The curtain rose, the music started, and my partner and I danced out.

We were...okay. I didn't fall or forget my routine. I did come out of a shoe at one point though, but I stomped my foot back in and kept the maniacal smile on my face. When we were done there was even applause. Thunderous applause. So much applause I looked around the stage to try and see who everyone was clapping for. Well, jeez: it was me! (and my partner).

During the interview phase after the dance the 3 judges all commented on how fabulous my legs looked - the only skinny part of me - and how I kept my smile in place through the routine, which they all agreed, I seemed to be enjoying. If they only knew. I'd been detailing my comical woes of dancing on my website blog throughout the week as a way of promoting the event, and one of the judges had been following my entries. I got teary-eyed when she quoted something I'd penned the night before after the rehearsal disaster. She read aloud to the audience, "...challenges come in all forms, and in order to grow and thrive as humans, we need to take them up from time to time. Learning how to dance the cha-cha has been an enervating and exhausting thing for someone as sedentary (both in mind and body) as myself. I have to think logically, count (not my strong suit!) and concentrate on so many aspects - head up, don't look down, keep your shoulders square, smile. It's a lot for someone like me who basically hibernates in a solitary writing room."

It felt a little weird having my written thoughts repeated back to me, but in a way it was empowering as well. Since the first performance was over and I'd succeeded in not breaking a leg or doing some serious damage to my partner's toes, the fear of performing in public ebbed a tad.

Less than a tad, actually.

Night two went...okay also. Same thunderous applause again, and this time the judges said the toe-tapping song, my dance routine, and my happy smiling attitude had energized the audience who'd begun to wane a bit. Imagine!

I may never dance in public again but I was able to put my self-doubts and fears of not looking perfect and of not performing flawlessly aside for a good cause. The take away lesson for me was to just do the best you can with anything you attempt, smile through it, and...never let them see you sweat.

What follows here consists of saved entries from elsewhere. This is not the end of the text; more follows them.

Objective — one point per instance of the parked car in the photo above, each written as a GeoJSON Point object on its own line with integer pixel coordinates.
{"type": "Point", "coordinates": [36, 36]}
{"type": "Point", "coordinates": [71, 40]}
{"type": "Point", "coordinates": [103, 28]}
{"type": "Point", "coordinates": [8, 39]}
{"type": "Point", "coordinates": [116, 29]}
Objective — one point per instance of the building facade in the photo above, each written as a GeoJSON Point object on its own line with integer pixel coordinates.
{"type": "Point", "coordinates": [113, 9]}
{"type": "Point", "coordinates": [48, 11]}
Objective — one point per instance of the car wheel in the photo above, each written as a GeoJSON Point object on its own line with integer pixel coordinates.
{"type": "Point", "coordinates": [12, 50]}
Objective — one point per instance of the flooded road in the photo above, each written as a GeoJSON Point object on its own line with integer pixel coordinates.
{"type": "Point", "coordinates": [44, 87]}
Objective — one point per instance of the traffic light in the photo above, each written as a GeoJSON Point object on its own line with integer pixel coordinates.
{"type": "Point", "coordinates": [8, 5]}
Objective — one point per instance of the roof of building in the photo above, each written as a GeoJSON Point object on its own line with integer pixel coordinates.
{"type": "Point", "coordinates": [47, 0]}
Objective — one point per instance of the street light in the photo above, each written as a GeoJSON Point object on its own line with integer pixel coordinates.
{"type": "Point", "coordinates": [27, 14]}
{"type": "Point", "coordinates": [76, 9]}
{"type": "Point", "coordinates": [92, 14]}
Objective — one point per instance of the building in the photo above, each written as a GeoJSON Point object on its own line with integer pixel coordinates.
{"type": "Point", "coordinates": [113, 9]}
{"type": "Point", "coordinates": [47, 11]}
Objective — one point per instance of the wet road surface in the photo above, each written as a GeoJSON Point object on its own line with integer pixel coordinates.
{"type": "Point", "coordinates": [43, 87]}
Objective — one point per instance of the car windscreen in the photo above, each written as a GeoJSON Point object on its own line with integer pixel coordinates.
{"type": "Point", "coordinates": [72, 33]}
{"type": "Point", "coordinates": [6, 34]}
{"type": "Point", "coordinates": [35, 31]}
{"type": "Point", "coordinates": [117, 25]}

Oh, and one other thing I learned: I did know how to dance...freestyle, that is. I'm leaving the ballroom stuff to the pros from now on.

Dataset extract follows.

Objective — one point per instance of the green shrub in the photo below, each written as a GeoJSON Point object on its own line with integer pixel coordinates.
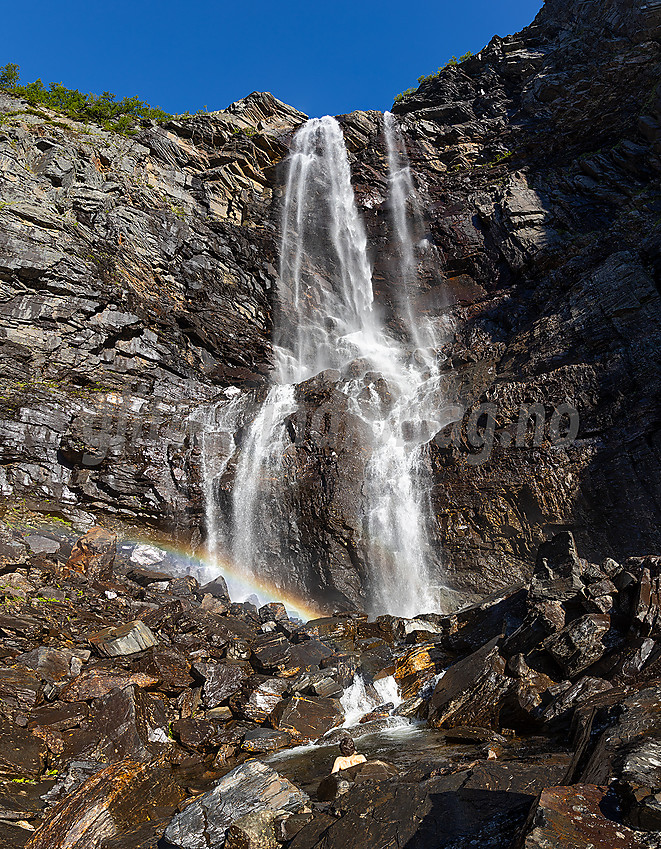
{"type": "Point", "coordinates": [119, 116]}
{"type": "Point", "coordinates": [428, 77]}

Peggy Jaeger is a contemporary romance author who writes about strong women, the families who support them, and the men who can't live without them. 

Her current titles, available now, include SKATER'S WALTZ and THERE'S NO PLACE LIKE HOME, books 1 and 2 in her 6-book The MacQuire Women Series, published by The Wild Rose Press. Book 3, FIRST IMPRESSIONS releases on 9/23/15.

Tying into her love of families, her children's book, THE KINDNESS TALES, was illustrated by her artist mother-in-law.

Peggy holds a master's degree in Nursing Administration and first found publication with several articles she authored on Alzheimer's Disease during her time running an Alzheimer's in-patient care unit during the 1990s. 

In 2013, she placed first in two categories in the Dixie Kane Memorial Contest: Single Title Contemporary Romance and Short/Long Contemporary Romance.

A lifelong and avid romance reader and writer, she is a member of RWA and her local New Hampshire RWA Chapter.


  1. Brenda _ rereading this brought all those angst ridden days of dance rehearsal back to me and made me smile!!! My little stage fright seems so inconsequential with a little bit of time and whole of hindsight!! thanks for reposting this!

    1. It was such a great post. A lot of people enjoyed it today. Glad you got a smile out of it!